Randall Luthi heads the Interior Department's Minerals Management Service that is scheduling the oil lease sale.

"We wouldn't be proceeding with this sale if we weren't comfortable that we had enough knowledge enough data to say that we can adequately wee that the polar bear is protected as well as other endangered species," said Randall Luthi from the U.S. Minerals Management Service.

But the governments own report on the sale lists the chances of an oil spill of a thousand barrels or more at somewhere between 30 and 50-percent.

Biologist Steven Amstrup says a spill that size would kill a lot of bears.

"They tend to groom themselves, they ingest the oil and the spills tend to have. Basically and mostly likely they're fatal," said Amstrup.

But the regional director of Minerals Management in Alaska testified the statistical chances of a spill are far below governments 30 to 50 percent estimate.

"Our goal is to prevent any spill from occurring and with our regulatory system what I'm saying is that we've been very successful in that in the last two decades or so," said Minerals Management Director John Goll.

The ranking Republican on the committee said the nation needs the estimated 15 billion barrels of oil that lie in the sea bed.

"The polar bear is simply become a political tool and that's a shame," said Rep. James Sensenbrenner (R) Wisconsin.

But Congressman Edward Markey chairman of the House Committee believes the Bush Administration is more concerned about extraction than extinction.

"The tragedy is that the polar bear is going to be made much more vulnerable, its existence called much more into question because of the decision which the bush administration is imminently going to make," said Rep.

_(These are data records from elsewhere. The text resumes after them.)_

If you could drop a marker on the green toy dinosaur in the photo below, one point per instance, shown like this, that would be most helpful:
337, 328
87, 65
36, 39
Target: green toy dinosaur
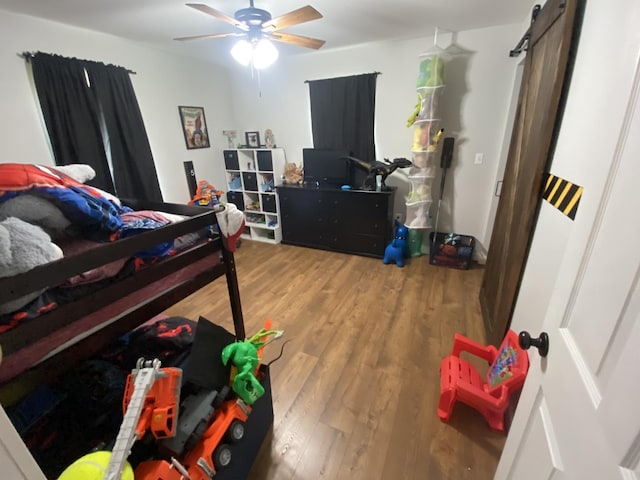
375, 168
245, 355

Edward Markey (D) Massachusetts.

Chairman Markey has introduced legislation to postpone the lease sale until after the decision is made on listing the polar bears as threatened or endangered.

Senator Boxer has called on the Secretary of the Interior to step in and put the polar bears first. A coalition of environmental groups has filed suit in Federal Court, but the lease sale remains scheduled for Wednesday, February 6th.